OpenAI ChatKit Frontend Skill

When to use this Skill

Use this Skill whenever you are:

  • Building a chat UI for an AI-powered application.
  • Integrating OpenAI ChatKit with a Next.js App Router frontend.
  • Connecting ChatKit to a custom FastAPI backend.
  • Implementing real-time streaming chat responses.
  • Adding a conversational interface to an existing application.

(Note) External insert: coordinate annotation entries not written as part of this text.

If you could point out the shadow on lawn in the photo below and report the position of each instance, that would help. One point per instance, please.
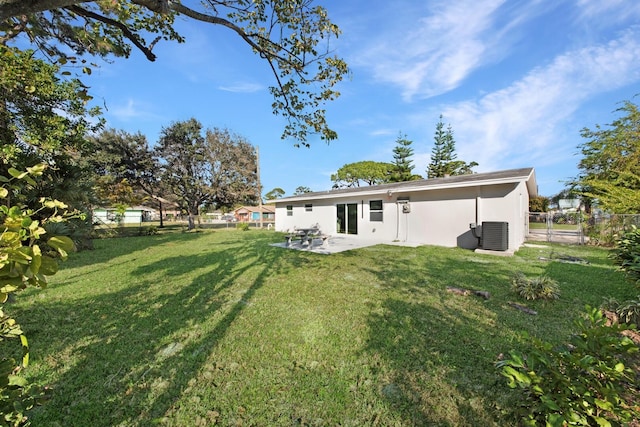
(151, 340)
(439, 347)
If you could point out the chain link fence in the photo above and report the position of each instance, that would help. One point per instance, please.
(579, 228)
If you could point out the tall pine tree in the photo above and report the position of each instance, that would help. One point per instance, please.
(443, 155)
(402, 163)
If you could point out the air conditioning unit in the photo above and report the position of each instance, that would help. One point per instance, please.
(495, 236)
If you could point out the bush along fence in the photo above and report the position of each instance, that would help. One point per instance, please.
(580, 228)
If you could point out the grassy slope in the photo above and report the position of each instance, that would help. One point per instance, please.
(189, 329)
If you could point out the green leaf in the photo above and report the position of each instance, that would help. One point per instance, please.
(602, 422)
(48, 266)
(16, 173)
(61, 243)
(555, 420)
(17, 380)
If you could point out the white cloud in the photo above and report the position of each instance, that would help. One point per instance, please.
(242, 88)
(438, 48)
(607, 12)
(131, 110)
(522, 125)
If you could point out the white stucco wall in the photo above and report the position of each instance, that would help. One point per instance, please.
(439, 217)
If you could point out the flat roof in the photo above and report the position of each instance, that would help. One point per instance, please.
(489, 178)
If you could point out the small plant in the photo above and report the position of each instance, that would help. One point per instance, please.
(584, 383)
(27, 258)
(629, 311)
(541, 287)
(244, 226)
(151, 230)
(627, 254)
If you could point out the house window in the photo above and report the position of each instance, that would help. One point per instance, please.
(375, 210)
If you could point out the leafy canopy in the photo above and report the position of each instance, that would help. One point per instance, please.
(219, 168)
(293, 37)
(610, 164)
(367, 172)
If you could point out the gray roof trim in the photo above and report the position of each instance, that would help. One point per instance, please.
(460, 181)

This Skill works for any Next.js application that needs a production-ready chat interface with AI capabilities.

Core goals

  • Build polished, production-ready chat UIs with minimal code.
  • Integrate seamlessly with custom backends using ChatKit Python SDK.
  • Maintain responsive, accessible chat interfaces.
  • Follow consistent patterns for ChatKit configuration.
  • Enable real-time streaming for natural conversations.

Technology Stack

Component Technology Version
Frontend Framework Next.js (App Router) >=16.0.0
ChatKit React @openai/chatkit-react latest
ChatKit Core chatkit.js (CDN) latest
Backend SDK chatkit (Python) latest
Styling Tailwind CSS >=3.0

Installation

Frontend (Next.js)

npm install @openai/chatkit-react

Backend (FastAPI)

pip install chatkit openai

Required environment variable:

OPENAI_API_KEY=sk-your-api-key-here

Architecture Overview

┌─────────────────────────────────────────────────────────────────┐
│                      Next.js Frontend                           │
│                                                                 │
│  ┌─────────────────────────────────────────────────────────┐   │
│  │                    ChatKit Component                     │   │
│  │  ┌─────────────┐    ┌─────────────┐    ┌─────────────┐  │   │
│  │  │  Message    │    │  Composer   │    │  Thread     │  │   │
│  │  │  List       │    │  Input      │    │  Sidebar    │  │   │
│  │  └─────────────┘    └─────────────┘    └─────────────┘  │   │
│  └─────────────────────────────────────────────────────────┘   │
│                              │                                  │
│                              ▼                                  │
│  ┌─────────────────────────────────────────────────────────┐   │
│  │  useChatKit Hook                                        │   │
│  │  - getClientSecret() → fetches token from backend       │   │
│  │  - control object → manages ChatKit state               │   │
│  └─────────────────────────────────────────────────────────┘   │
└─────────────────────────────────────────────────────────────────┘
                               │
                               ▼
┌─────────────────────────────────────────────────────────────────┐
│                      FastAPI Backend                            │
│                                                                 │
│  ┌─────────────────────────────────────────────────────────┐   │
│  │  POST /api/chatkit/session                              │   │
│  │  - Creates ChatKit session                              │   │
│  │  - Returns client_secret for frontend                   │   │
│  └─────────────────────────────────────────────────────────┘   │
│                              │                                  │
│                              ▼                                  │
│  ┌─────────────────────────────────────────────────────────┐   │
│  │  ChatKit Python SDK                                     │   │
│  │  - Handles AI responses                                 │   │
│  │  - Processes tool calls                                 │   │
│  │  - Manages conversation state                           │   │
│  └─────────────────────────────────────────────────────────┘   │
└─────────────────────────────────────────────────────────────────┘

Two Integration Approaches

Approach 1: OpenAI-Hosted Backend (Simpler)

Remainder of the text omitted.